Of course, this is a very ugly way. The symmetry makes me think there should be a more elegant way, but that obviously eludes me.

Answer 4

Hint, by integral calculus.

Let the equation of the centered disk be $x^2+y^2\le1$, and exclude $(x-1)^2+y^2\le1$ and $x^2+(y-1)^2\le1.$

In polar coordinates (after simplification),

$$0,2\cos\theta,2\sin\theta\le\rho\le1.$$

$$A=\int_{\theta=0}^{2\pi}\int_{\rho=\min(1,\max(0,2\cos\theta,2\sin\theta))}^1\rho\,d\rho\,d\theta\\ =\frac12\int_{\theta=0}^{2\pi}\left[1-(\min(1,\max(0,2\cos\theta,2\sin\theta)))^2\right]d\theta.$$

Answer 5

Rotate the image, and place the origin of the Cartesian system at the center of the main circle.
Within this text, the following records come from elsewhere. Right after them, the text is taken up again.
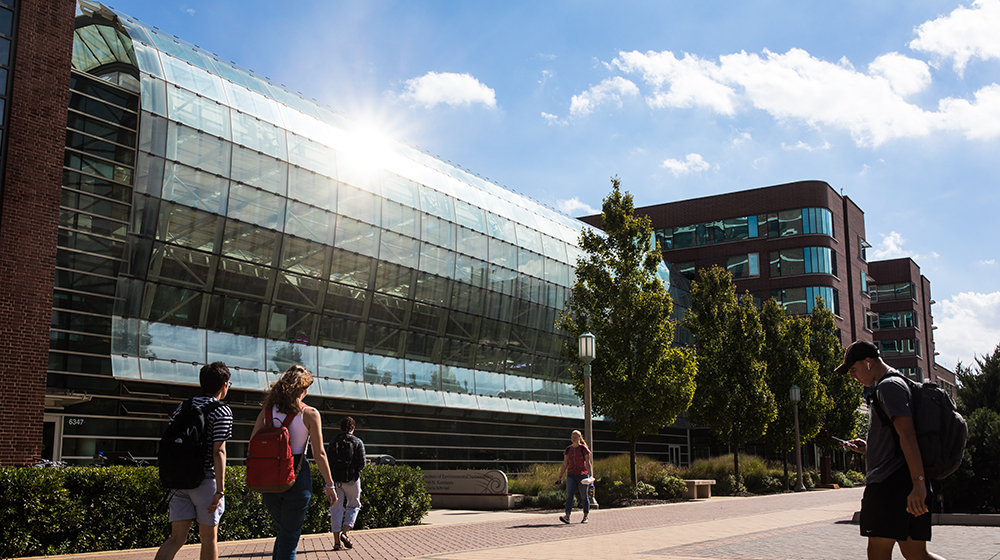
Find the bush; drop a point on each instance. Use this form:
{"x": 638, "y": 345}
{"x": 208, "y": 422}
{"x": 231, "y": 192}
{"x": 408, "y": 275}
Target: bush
{"x": 88, "y": 509}
{"x": 841, "y": 479}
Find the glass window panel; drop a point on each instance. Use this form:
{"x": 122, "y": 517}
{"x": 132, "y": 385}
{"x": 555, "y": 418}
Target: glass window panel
{"x": 253, "y": 103}
{"x": 350, "y": 268}
{"x": 312, "y": 188}
{"x": 186, "y": 226}
{"x": 501, "y": 228}
{"x": 338, "y": 332}
{"x": 300, "y": 291}
{"x": 383, "y": 369}
{"x": 283, "y": 355}
{"x": 400, "y": 189}
{"x": 356, "y": 236}
{"x": 198, "y": 149}
{"x": 309, "y": 222}
{"x": 437, "y": 260}
{"x": 258, "y": 135}
{"x": 386, "y": 393}
{"x": 193, "y": 78}
{"x": 393, "y": 279}
{"x": 311, "y": 155}
{"x": 341, "y": 364}
{"x": 242, "y": 278}
{"x": 470, "y": 216}
{"x": 245, "y": 352}
{"x": 341, "y": 389}
{"x": 170, "y": 342}
{"x": 235, "y": 314}
{"x": 399, "y": 249}
{"x": 256, "y": 206}
{"x": 303, "y": 256}
{"x": 253, "y": 168}
{"x": 400, "y": 219}
{"x": 154, "y": 95}
{"x": 194, "y": 188}
{"x": 437, "y": 203}
{"x": 248, "y": 242}
{"x": 198, "y": 112}
{"x": 359, "y": 205}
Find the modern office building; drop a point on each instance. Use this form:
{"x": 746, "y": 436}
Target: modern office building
{"x": 182, "y": 210}
{"x": 797, "y": 241}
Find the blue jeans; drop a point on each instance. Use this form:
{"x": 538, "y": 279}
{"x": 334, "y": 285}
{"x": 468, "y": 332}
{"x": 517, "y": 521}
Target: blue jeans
{"x": 573, "y": 486}
{"x": 288, "y": 509}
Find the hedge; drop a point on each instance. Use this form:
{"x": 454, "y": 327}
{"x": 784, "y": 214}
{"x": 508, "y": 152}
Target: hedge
{"x": 88, "y": 509}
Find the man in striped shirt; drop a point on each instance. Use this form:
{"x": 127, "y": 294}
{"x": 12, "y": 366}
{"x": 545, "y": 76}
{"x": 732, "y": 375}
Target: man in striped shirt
{"x": 206, "y": 503}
The other two circles will be centered at $(\pm 1/ \sqrt{2},-1/ \sqrt{2})$.

Obviously, it's enough to find half of the area for $x>0$.
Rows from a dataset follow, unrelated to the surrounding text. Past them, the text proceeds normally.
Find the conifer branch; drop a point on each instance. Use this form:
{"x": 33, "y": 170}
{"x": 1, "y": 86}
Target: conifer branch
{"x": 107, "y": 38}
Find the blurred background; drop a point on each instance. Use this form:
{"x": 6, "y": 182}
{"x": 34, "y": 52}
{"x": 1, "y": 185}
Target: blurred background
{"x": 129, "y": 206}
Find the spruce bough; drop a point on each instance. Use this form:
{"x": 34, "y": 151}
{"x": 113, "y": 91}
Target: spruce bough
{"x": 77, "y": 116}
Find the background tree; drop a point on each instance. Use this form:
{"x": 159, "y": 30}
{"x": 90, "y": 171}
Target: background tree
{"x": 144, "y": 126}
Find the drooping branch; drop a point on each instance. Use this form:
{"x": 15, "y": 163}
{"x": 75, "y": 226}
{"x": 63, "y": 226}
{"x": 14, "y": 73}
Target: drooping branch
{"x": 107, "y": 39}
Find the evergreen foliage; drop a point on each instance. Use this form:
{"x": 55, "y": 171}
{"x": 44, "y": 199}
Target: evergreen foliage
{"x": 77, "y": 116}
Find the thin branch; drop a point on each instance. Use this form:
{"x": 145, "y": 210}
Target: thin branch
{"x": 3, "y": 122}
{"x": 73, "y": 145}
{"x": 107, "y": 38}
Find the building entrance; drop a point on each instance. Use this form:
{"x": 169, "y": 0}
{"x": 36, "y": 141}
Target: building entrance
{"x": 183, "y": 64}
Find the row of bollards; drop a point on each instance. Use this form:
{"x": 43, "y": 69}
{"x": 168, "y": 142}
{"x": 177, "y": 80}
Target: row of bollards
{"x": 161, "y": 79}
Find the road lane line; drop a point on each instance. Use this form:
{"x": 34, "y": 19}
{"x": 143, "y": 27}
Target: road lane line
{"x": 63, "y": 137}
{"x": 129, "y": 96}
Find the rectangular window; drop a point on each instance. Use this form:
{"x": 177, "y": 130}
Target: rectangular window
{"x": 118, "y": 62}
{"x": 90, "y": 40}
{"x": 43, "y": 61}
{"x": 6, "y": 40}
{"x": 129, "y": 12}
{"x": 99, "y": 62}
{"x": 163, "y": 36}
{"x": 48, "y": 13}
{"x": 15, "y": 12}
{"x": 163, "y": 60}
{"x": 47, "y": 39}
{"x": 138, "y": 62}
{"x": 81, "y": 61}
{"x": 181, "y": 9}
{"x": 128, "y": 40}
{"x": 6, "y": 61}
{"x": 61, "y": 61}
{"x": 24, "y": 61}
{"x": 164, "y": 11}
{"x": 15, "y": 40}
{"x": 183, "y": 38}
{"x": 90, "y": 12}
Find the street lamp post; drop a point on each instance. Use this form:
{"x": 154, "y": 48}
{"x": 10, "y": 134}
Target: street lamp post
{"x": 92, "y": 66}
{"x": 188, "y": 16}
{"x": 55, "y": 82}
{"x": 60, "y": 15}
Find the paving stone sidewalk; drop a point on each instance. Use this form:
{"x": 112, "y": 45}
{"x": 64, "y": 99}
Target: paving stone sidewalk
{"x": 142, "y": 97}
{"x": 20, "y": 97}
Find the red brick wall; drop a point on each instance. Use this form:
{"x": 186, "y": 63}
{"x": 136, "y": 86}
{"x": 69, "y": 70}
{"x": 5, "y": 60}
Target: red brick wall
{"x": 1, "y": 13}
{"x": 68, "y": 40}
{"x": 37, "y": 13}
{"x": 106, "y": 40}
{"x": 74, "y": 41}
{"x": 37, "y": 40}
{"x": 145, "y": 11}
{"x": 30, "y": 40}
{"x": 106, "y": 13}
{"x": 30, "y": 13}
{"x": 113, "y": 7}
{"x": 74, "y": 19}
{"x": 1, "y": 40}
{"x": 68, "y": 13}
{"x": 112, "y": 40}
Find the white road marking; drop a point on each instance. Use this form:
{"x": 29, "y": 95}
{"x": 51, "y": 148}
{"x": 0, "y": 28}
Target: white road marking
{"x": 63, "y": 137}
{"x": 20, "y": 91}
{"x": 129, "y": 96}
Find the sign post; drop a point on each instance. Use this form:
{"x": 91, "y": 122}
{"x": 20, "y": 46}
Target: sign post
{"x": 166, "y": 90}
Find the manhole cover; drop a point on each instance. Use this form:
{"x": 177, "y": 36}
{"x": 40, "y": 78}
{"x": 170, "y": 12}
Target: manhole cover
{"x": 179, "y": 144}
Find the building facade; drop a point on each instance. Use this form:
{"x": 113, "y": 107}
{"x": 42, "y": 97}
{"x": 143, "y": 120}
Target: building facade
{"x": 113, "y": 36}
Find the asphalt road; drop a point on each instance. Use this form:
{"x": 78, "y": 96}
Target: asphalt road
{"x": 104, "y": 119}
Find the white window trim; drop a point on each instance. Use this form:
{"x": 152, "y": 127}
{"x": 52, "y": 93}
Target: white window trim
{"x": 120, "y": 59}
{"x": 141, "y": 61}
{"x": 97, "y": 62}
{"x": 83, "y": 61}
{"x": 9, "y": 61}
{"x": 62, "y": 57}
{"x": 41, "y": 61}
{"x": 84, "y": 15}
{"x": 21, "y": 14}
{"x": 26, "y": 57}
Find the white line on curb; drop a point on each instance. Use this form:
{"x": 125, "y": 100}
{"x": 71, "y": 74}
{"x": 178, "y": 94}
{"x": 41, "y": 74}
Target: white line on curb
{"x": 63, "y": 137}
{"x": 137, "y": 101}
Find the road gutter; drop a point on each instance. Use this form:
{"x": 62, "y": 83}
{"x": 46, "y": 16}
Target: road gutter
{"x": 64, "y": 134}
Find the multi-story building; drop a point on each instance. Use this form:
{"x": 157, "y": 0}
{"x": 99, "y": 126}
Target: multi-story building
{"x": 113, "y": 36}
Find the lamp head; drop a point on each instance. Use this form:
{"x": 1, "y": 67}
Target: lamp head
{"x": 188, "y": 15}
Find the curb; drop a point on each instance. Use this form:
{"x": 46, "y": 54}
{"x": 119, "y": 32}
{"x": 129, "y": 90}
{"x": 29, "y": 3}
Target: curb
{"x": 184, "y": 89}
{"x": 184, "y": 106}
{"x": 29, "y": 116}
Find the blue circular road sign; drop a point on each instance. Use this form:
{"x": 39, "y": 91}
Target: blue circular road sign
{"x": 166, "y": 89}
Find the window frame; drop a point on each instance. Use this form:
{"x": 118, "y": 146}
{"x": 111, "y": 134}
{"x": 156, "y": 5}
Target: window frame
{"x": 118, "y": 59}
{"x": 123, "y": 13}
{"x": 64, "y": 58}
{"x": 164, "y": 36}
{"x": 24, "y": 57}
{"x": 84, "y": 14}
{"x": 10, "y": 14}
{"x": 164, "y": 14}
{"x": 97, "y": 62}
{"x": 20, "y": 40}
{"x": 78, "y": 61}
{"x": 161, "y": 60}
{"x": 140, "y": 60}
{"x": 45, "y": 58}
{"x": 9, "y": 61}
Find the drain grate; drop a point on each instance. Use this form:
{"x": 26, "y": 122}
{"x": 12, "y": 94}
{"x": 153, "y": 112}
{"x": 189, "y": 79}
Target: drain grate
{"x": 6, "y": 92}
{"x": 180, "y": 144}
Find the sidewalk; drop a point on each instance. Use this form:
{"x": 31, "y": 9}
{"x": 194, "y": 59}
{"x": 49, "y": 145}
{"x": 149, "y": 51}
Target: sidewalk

For the green circle for $y>0$ we have:

$$y=\sqrt{1-x^2}$$

While for the right blue circle:

$$y =\sqrt{1-(x-1/ \sqrt{2})^2}-1/ \sqrt{2}$$

While polar coordinates are a good way to go, the problem can be solved as well in Cartesian.

We need to find the intersection point for $y>0$ of the two circles. Let's work with the equations:

$$y+1/ \sqrt{2} =\sqrt{1-x^2+\sqrt{2} x-1/2}=\sqrt{y^2+\sqrt{2} x-1/2}$$

Squaring:

$$y^2+\sqrt{2}y+1/2 =y^2+\sqrt{2} x-1/2$$

$$\sqrt{2}y =\sqrt{2} x-1$$

$$y =x-1/\sqrt{2}$$

From the second equation again:

$$y+1/ \sqrt{2} =\sqrt{1-y^2}$$

$$y^2+\sqrt{2}y+1/2 =1-y^2$$

$$2y^2+\sqrt{2}y-1/2 =0$$

$$y_0=\frac{\sqrt{3}-1}{2 \sqrt{2}}$$

$$x_0=\frac{\sqrt{3}+1}{2 \sqrt{2}}$$

Now all we need to do is integrate from $x=0$ to $x_0$ (subtracting the result for the blue circle from the green one):

$$S/2=\int_0^{x_0} \sqrt{1-x^2} dx-\int_0^{x_0}(\sqrt{1-(x-1/ \sqrt{2})^2}-1/ \sqrt{2}) dx=$$

$$=x_0/ \sqrt{2}+(x_0 \sqrt{1-x_0^2}+\arcsin x_0 )/2-(y_0 \sqrt{1-y_0^2}+\arcsin y_0 )/2+$$

$$+(-1/ \sqrt{2} \sqrt{1-1/2}+\arcsin (-1/ \sqrt{2}) )/2$$

$$S=\frac{\sqrt{3}+1}{2}+\frac{1}{4}+\frac{5 \pi}{12}-\frac{1}{4}-\frac{ \pi}{12}-\frac{1}{2}-\frac{ \pi}{4}$$

$$S=\frac{6 \sqrt{3}+\pi}{12}$$

Same result as Allawonder obtained.

This method is tedious (I have made liberal use of Wolfram Alpha), but we didn't need to think much.